1. INTRODUCTION
Solar power is one of the efficient energy sources that is captured from the sun using solar panels. South Korea is an active investor in solar panel installations, which ranks them in the top ten markets of solar energy in the world[1]. South Korea contributed significantly to 3.1 GW (gigawatt) power in 2019[1]. With the increasing interest in solar power[2], it is a challenge to use its full potential. The power output of solar panels highly depends on environmental situations like weather and air pollution. Due to bad weather or air pollution, it is difficult for solar panels to operate at their full potential. Thus, knowing the power output of solar panels in advance could help correctly set up the solar panels and make sure that these panels operate at their full potential.
In this paper, we argue that the environmental situation is important to consider for producing power using solar panels. It is obvious that solar panels can operate at their full potential when the sun shines and there is no partial shading on them. However, the partial shading might occur due to temporary effects, such as weather (e.g., clouds or rain) and air pollution (e.g., fine dust). This paper presents an approach to predict the power output of solar panels based on weather and air pollution features using machine learning methods. We aim to reveal the best combination of environmental features and machine learning methods. We collect datasets between 2017 and 2019 from Seoul area, South Korea.
This paper builds power output prediction models using the state-of-art machine learning models, such as Linear Regression, K-Nearest Neighbors (kNN), Support Vector Regression (SVR), MultiLayer Perceptron (MLP), Random Forest Regressor (RF), and Gradient Boosting Regressor (GB). Each model uses three sets of features. The first set includes weather features, such as humidity, sunshine, solar radiation, and clouds. The second set consists of air pollution features, which include Ozone (O3), Sulfurous Acid Gas (SO2), Nitrogen Dioxide (NO2), Carbon Monoxide (CO), Fine Dust (PM10), and Fine Particulate Matter (PM2.5). Finally, the third set is created by choosing top correlated features from the other two sets. We evaluated the models using popular error rate methods, such as Mean Absolute Error (MAE), Coefficient of Determination (R2), and Root Mean Squared Error (RMSE). The experimental results show that the weather and air pollution features can be efficient factors to predict the power output of solar panels.
We organized the rest of this paper as follows. Section 2 includes the brief descriptions of similar studies related to our paper. Section 3 describes the methodology of our paper. Section 4 explains the experimental works. Finally, Section 5 discusses the conclusion and determines future works.
2. RELATED STUDY
As we mentioned in Section 1, environmental situations like weather and air pollution are features that must be considered when predicting the power output of solar panels [2-9]. For example, several researchers proposed the prediction models to estimate the power output of solar panels using weather features[3-6]. Nageem et al.[3] proposed a multi-input support vector regression (SVR) model to predict the output of so-called a grid-connected solar panel. The authors used weather features like humidity, temperature, pressure, and wind speed. The analytical and SVR models were compared in this paper, and the experiment results show that the SVR model had more accuracy than the analytical model. Saberian et al.[4] used artificial neural networks (ANNs) to predict the output power of solar panels based on weather features like temperature and irradiance. The authors used a dataset of five years from 2006 to 2010. The experiments show that the proposed model achieves strong performance.
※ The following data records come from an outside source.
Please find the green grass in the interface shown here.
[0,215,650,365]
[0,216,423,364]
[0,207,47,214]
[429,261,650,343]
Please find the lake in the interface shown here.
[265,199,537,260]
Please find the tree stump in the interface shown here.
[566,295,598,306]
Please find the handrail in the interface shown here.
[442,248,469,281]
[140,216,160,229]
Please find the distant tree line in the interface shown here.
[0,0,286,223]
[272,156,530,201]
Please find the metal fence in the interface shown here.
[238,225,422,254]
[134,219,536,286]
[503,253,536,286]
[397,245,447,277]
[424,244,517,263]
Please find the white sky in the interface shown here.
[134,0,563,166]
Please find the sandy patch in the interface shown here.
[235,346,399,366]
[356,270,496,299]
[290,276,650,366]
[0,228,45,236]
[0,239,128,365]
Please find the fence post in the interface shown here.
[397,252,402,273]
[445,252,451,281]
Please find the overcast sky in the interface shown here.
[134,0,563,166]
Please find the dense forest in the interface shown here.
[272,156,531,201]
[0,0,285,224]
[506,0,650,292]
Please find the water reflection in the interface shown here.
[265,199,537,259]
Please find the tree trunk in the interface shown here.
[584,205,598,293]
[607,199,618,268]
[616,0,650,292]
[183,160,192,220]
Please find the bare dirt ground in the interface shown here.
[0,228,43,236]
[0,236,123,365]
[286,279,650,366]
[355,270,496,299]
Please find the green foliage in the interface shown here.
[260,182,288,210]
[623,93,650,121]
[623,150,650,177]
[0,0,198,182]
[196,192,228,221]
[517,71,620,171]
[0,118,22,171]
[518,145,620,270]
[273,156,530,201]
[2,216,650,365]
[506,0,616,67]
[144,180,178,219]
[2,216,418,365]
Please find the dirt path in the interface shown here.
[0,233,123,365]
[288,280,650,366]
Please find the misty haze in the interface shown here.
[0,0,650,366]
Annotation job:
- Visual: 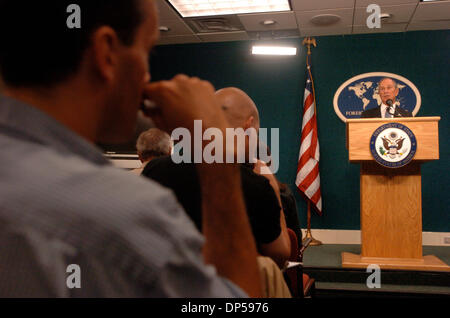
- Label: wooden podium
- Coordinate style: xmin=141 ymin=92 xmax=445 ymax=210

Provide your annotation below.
xmin=342 ymin=117 xmax=450 ymax=271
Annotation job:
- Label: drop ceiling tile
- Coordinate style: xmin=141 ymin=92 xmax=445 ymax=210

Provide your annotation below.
xmin=238 ymin=11 xmax=298 ymax=31
xmin=295 ymin=8 xmax=353 ymax=30
xmin=407 ymin=20 xmax=450 ymax=31
xmin=355 ymin=0 xmax=419 ymax=8
xmin=353 ymin=4 xmax=416 ymax=25
xmin=300 ymin=25 xmax=352 ymax=37
xmin=155 ymin=0 xmax=180 ymax=20
xmin=157 ymin=35 xmax=201 ymax=45
xmin=159 ymin=19 xmax=194 ymax=37
xmin=197 ymin=31 xmax=249 ymax=42
xmin=412 ymin=1 xmax=450 ymax=22
xmin=353 ymin=23 xmax=407 ymax=34
xmin=291 ymin=0 xmax=356 ymax=11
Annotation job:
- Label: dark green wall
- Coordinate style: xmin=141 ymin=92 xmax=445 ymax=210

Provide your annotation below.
xmin=151 ymin=31 xmax=450 ymax=232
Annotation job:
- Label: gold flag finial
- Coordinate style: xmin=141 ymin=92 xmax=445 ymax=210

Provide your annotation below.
xmin=302 ymin=38 xmax=317 ymax=55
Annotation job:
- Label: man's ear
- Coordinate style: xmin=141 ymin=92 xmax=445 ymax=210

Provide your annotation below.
xmin=92 ymin=26 xmax=120 ymax=82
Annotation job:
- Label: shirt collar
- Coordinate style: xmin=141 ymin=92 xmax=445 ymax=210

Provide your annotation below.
xmin=0 ymin=95 xmax=109 ymax=165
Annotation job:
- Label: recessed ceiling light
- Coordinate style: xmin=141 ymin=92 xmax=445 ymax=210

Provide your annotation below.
xmin=252 ymin=45 xmax=297 ymax=55
xmin=168 ymin=0 xmax=291 ymax=18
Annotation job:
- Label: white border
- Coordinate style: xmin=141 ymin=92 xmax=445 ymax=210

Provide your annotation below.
xmin=333 ymin=72 xmax=422 ymax=123
xmin=302 ymin=229 xmax=450 ymax=246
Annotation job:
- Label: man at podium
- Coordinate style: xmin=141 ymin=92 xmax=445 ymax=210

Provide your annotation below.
xmin=361 ymin=77 xmax=411 ymax=118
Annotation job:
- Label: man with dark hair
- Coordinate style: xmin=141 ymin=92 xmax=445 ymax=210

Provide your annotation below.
xmin=142 ymin=87 xmax=291 ymax=268
xmin=361 ymin=77 xmax=411 ymax=118
xmin=0 ymin=0 xmax=261 ymax=297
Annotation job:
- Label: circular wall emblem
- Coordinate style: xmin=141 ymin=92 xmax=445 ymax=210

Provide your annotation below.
xmin=370 ymin=123 xmax=417 ymax=168
xmin=333 ymin=72 xmax=422 ymax=122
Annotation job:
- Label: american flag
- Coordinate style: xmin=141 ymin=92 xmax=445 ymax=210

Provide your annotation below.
xmin=295 ymin=54 xmax=322 ymax=214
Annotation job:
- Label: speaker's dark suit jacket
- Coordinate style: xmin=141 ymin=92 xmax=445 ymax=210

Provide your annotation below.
xmin=361 ymin=106 xmax=412 ymax=118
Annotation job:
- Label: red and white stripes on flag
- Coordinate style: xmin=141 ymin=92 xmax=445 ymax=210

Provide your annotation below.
xmin=295 ymin=55 xmax=322 ymax=214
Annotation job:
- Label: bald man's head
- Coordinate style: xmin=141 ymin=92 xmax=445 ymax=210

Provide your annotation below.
xmin=216 ymin=87 xmax=259 ymax=130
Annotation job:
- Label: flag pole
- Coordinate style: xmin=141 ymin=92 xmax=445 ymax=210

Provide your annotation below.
xmin=302 ymin=38 xmax=322 ymax=246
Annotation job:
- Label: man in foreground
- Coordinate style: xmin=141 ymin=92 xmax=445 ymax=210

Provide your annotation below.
xmin=361 ymin=77 xmax=411 ymax=118
xmin=0 ymin=0 xmax=260 ymax=297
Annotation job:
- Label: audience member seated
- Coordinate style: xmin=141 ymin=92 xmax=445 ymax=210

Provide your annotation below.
xmin=0 ymin=0 xmax=261 ymax=298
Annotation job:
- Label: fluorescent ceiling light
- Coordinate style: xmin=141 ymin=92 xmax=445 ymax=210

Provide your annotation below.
xmin=168 ymin=0 xmax=291 ymax=18
xmin=252 ymin=46 xmax=297 ymax=55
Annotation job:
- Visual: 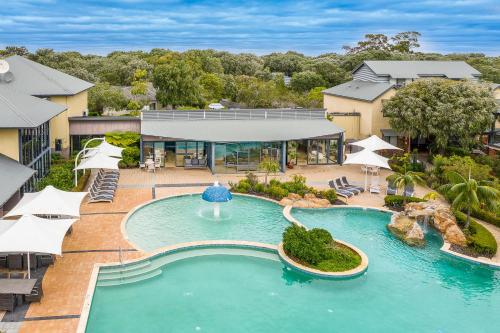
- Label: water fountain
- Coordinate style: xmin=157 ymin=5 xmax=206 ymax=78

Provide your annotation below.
xmin=201 ymin=181 xmax=233 ymax=219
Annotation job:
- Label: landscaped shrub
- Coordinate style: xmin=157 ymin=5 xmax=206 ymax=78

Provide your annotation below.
xmin=384 ymin=194 xmax=425 ymax=208
xmin=318 ymin=189 xmax=337 ymax=204
xmin=453 ymin=211 xmax=497 ymax=258
xmin=283 ymin=224 xmax=361 ymax=272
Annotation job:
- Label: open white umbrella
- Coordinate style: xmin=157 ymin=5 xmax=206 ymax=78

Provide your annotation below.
xmin=85 ymin=141 xmax=124 ymax=158
xmin=5 ymin=185 xmax=87 ymax=217
xmin=351 ymin=135 xmax=402 ymax=151
xmin=343 ymin=149 xmax=391 ymax=190
xmin=0 ymin=215 xmax=76 ymax=278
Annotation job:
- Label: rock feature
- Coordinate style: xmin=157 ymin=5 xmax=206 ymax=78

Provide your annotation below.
xmin=280 ymin=193 xmax=331 ymax=208
xmin=387 ymin=200 xmax=467 ymax=247
xmin=387 ymin=213 xmax=425 ymax=246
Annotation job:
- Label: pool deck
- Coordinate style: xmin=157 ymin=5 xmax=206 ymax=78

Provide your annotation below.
xmin=9 ymin=166 xmax=500 ymax=333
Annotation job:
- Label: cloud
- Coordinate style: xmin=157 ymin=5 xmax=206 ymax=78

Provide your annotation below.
xmin=0 ymin=0 xmax=500 ymax=55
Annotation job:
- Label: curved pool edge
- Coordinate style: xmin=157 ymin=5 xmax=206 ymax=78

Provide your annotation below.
xmin=76 ymin=240 xmax=279 ymax=333
xmin=278 ymin=240 xmax=368 ymax=280
xmin=120 ymin=191 xmax=281 ymax=253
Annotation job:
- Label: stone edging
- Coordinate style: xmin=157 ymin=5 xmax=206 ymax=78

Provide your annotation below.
xmin=76 ymin=240 xmax=279 ymax=333
xmin=278 ymin=240 xmax=368 ymax=279
xmin=440 ymin=241 xmax=500 ymax=270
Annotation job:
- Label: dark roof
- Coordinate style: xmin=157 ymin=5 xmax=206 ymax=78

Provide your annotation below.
xmin=0 ymin=85 xmax=66 ymax=128
xmin=322 ymin=80 xmax=393 ymax=102
xmin=353 ymin=60 xmax=481 ymax=79
xmin=0 ymin=154 xmax=35 ymax=205
xmin=0 ymin=55 xmax=94 ymax=96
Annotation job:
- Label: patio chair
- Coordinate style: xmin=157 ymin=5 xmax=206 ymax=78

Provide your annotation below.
xmin=404 ymin=186 xmax=415 ymax=197
xmin=340 ymin=176 xmax=365 ymax=192
xmin=386 ymin=180 xmax=398 ymax=195
xmin=7 ymin=254 xmax=23 ymax=269
xmin=328 ymin=180 xmax=354 ymax=199
xmin=335 ymin=178 xmax=361 ymax=195
xmin=9 ymin=272 xmax=26 ymax=279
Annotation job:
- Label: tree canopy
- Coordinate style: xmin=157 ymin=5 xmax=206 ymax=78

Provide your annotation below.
xmin=382 ymin=79 xmax=496 ymax=150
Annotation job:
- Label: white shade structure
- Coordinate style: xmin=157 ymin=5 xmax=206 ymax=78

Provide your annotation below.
xmin=5 ymin=185 xmax=87 ymax=217
xmin=343 ymin=149 xmax=391 ymax=190
xmin=351 ymin=135 xmax=402 ymax=151
xmin=74 ymin=153 xmax=121 ymax=170
xmin=85 ymin=141 xmax=124 ymax=158
xmin=0 ymin=215 xmax=76 ymax=278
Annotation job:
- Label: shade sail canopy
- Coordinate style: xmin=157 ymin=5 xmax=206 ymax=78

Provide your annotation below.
xmin=351 ymin=135 xmax=402 ymax=151
xmin=343 ymin=149 xmax=391 ymax=169
xmin=75 ymin=153 xmax=121 ymax=170
xmin=141 ymin=119 xmax=344 ymax=142
xmin=201 ymin=182 xmax=233 ymax=202
xmin=85 ymin=141 xmax=124 ymax=157
xmin=5 ymin=185 xmax=87 ymax=217
xmin=0 ymin=215 xmax=76 ymax=255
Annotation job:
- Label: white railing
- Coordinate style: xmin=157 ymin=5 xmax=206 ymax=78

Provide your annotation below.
xmin=141 ymin=109 xmax=326 ymax=120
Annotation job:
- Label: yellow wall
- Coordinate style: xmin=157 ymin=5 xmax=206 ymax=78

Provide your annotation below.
xmin=323 ymin=89 xmax=396 ymax=139
xmin=0 ymin=128 xmax=19 ymax=161
xmin=50 ymin=91 xmax=87 ymax=150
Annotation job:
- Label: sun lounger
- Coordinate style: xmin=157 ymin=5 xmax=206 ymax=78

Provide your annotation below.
xmin=335 ymin=178 xmax=361 ymax=195
xmin=340 ymin=176 xmax=365 ymax=192
xmin=328 ymin=180 xmax=354 ymax=199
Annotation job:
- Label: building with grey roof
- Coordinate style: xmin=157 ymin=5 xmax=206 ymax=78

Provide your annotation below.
xmin=141 ymin=109 xmax=344 ymax=173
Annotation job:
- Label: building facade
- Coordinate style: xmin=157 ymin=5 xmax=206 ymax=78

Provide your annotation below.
xmin=323 ymin=61 xmax=480 ymax=146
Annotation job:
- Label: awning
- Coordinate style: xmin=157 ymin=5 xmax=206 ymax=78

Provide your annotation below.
xmin=5 ymin=185 xmax=87 ymax=217
xmin=74 ymin=153 xmax=121 ymax=170
xmin=141 ymin=119 xmax=344 ymax=142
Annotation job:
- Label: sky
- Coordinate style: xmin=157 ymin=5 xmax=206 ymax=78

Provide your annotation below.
xmin=0 ymin=0 xmax=500 ymax=56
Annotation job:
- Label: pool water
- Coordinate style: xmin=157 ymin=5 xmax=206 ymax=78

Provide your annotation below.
xmin=125 ymin=195 xmax=290 ymax=251
xmin=87 ymin=200 xmax=500 ymax=333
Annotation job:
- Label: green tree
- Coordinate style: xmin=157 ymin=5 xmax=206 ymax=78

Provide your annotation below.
xmin=153 ymin=60 xmax=204 ymax=108
xmin=88 ymin=83 xmax=127 ymax=115
xmin=382 ymin=79 xmax=496 ymax=151
xmin=440 ymin=171 xmax=499 ymax=229
xmin=387 ymin=171 xmax=425 ymax=205
xmin=259 ymin=157 xmax=280 ymax=185
xmin=290 ymin=71 xmax=326 ymax=92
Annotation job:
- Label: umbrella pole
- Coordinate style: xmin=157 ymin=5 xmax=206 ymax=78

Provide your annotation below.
xmin=28 ymin=252 xmax=31 ymax=279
Besides, there are many approaches to predict the output power of solar panels using air pollution features[7-9]. Son et al.[7] studied the effect of particulate matter (PM) on solar power output over South Korea. The authors used the PM2.5 and PM10 concentrations for the dataset from 2015 to 2017. The authors mentioned that the PMs commonly reduce solar power output by more than 10%. Their results show that PM's negative impacts on solar panels should be considered in policymaking on target solar power output in South Korea. Bergin et al.[8] calculated the solar energy production reduction due to dust and particulate air pollution. The authors merged field measurements and global modeling to evaluate the influence of dust and PM on solar electricity generation. The result indicated that solar panel production was reduced by 17 - 25% due to PM on the surface of solar panel
3. METHODOLOGY
3.1 Overview
Fig. 1 describes the overall flow of our methodology. It consists of the following steps: data acquisition, feature extraction, model training, and prediction of power output. First, our experimental datasets are created from three different sources that were mentioned in Section 1. After that, we build machine learning models by selecting different sets of features. Here, we aim to reveal the best combination of features and machine learning methods. All steps are explained in the following subsections.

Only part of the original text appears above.